If you don't mind me asking -- have you found trouble with staying in programming / development into your 40s? Or do you see trouble staying in programming into the "good number of years" ahead? I'm just curious as someone in their early 30's who feels the "pull" towards management as a career longevity move. But on the flip side, I love "soft/upwards management" and being hands-on way more, and without the massive doses of stress of actually being in management to boot.
As someone who went from development to management and then recently back, I strongly recommend that you avoid seeing management as a pull, or as a natural progression for your career. Management is 100% a different skill set, and going there from an engineering position is a career change, not evolution. It's not a promotion, either.
If you do decide to go into management, jump with both feet and give it 100%. And don't weep for your technical chops, because you just can't keep them up at the same level if you are committed to being a leader.
I am 47, very senior "management" position in a large company. I manage a whooping team of three. By choice.
What I am not comfortable with in your comment is the manager = leader (implied in the last sentence). I hate to manage people (to plan their work, to do the logistics of their life at the office etc.). On the other hand I live to be the one pushing for a solution, bringing others in, pushing my obviously brilliant point of view, retro-pedalling when it is not the right one finally and again bring in people with this new solution.
I put a lot of enthusiasm and energy into it and I am very happy.
I think the qualities of a manager and a leader are different, some people can be both but also only one of them.
I managed from 1 to 350 peple, the latter was horrible.
In the 1 to 350 equation where was the line where things turned south and what were some of the qualities that differentiated the good experience as a manager and the not so good?
I'm just curious as someone in their early 30's who feels the "pull" towards management as a career longevity move.
Yeah, I answered that call. Meh, avoid if you can, unless you really, really feel that the team would do better with you leading it rather than contributing at an IC level. IOW, let's not take a good engineer and turn her into a mediocre (if you're lucky) manager.
There have been those times when a team was better off with me as a leader, rather than getting my hands dirty. But when I've been that better leader, it's because I learned from being a shitty one. And no matter how good of an engineer you might be, if you go management you are almost guaranteed to suck at your job for a while. And who wants to suck at their job?
So now I'm in my fifties, plugging away as an IC, happy as a clam in shit. I've owned and sold two businesses (turns out I don't like being a businessman, either), clawed my way to director (well, it kind of landed in my lap), but sit me down with an editor and a problem to solve, and that's where I want to be. I don't make as much money as I could, but FFS, even a kid out of college can make six figures in this industry, how much more money do I need? Happiness, OTOH, I can always use more of.
I don't worry about "aging out" of coding. I'll caveat that with the fact that when I hired on at Microsoft in the 90s, some folks thought that meant you were kinda smart. So there is the chance that I'm the rich person telling poor people to just make more money and they won't be poor anymore when I say that I don't have any more problem passing the interview and doing the job than I ever did. And I think I'm just a maybe above-average techy, despite what companies might be on my resume. But, yeah, if your most recent experience is maintaining old FoxPro applications for the last ten years, you might have a spot of trouble.

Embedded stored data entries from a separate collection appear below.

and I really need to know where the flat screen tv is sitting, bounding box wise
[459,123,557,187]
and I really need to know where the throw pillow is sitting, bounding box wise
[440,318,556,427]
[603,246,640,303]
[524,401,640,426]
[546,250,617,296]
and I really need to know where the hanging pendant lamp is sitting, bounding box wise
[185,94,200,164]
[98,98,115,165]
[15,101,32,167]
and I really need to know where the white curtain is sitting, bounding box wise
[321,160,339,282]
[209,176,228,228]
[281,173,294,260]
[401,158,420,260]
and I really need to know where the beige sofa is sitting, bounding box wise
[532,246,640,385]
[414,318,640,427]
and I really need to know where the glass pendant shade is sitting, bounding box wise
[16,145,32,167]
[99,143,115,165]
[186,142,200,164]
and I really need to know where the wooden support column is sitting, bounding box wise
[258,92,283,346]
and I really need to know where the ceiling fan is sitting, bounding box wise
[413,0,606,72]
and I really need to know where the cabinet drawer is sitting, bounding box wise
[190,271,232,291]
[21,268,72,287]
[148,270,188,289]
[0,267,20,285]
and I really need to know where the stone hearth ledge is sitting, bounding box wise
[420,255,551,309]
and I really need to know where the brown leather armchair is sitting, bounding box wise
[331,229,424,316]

I've been lucky to find companies where I could honestly say, "look, I have managed (up to CTO level) and I don't like it, I know myself well enough to know that I will just try to find excuses to write code. I want to be a technical leader, not a manager." I think most sane managers can understand that. If they can't... NEXT!
I live in NYC and in the startup scene here (in my experience) young superstars get (demand!) a lot of attention but hiring managers are always stoked to find someone with some seasoning who is not averse to working in a startup environment. I try to be very upfront that I place a high priority on my family and I will not be spending 60-hour weeks in the office. As long as expectations are set properly nobody has had a problem with that.
I'm 40 and have no trouble staying in programming / development.
The challenge is "Flow". It needs to be something at the right difficulty level and as you get older it feels like things get very repetitive.
Working a company with a hard problem to solve and that allows for more creativity, experimentation, and implementing of new ideas / paradigms is very rewarding. I have been at other companies where it feels more like grunt work and it is miserable.
I haven't personally felt any drive towards management but I do find mentoring junior developers and interns quite rewarding.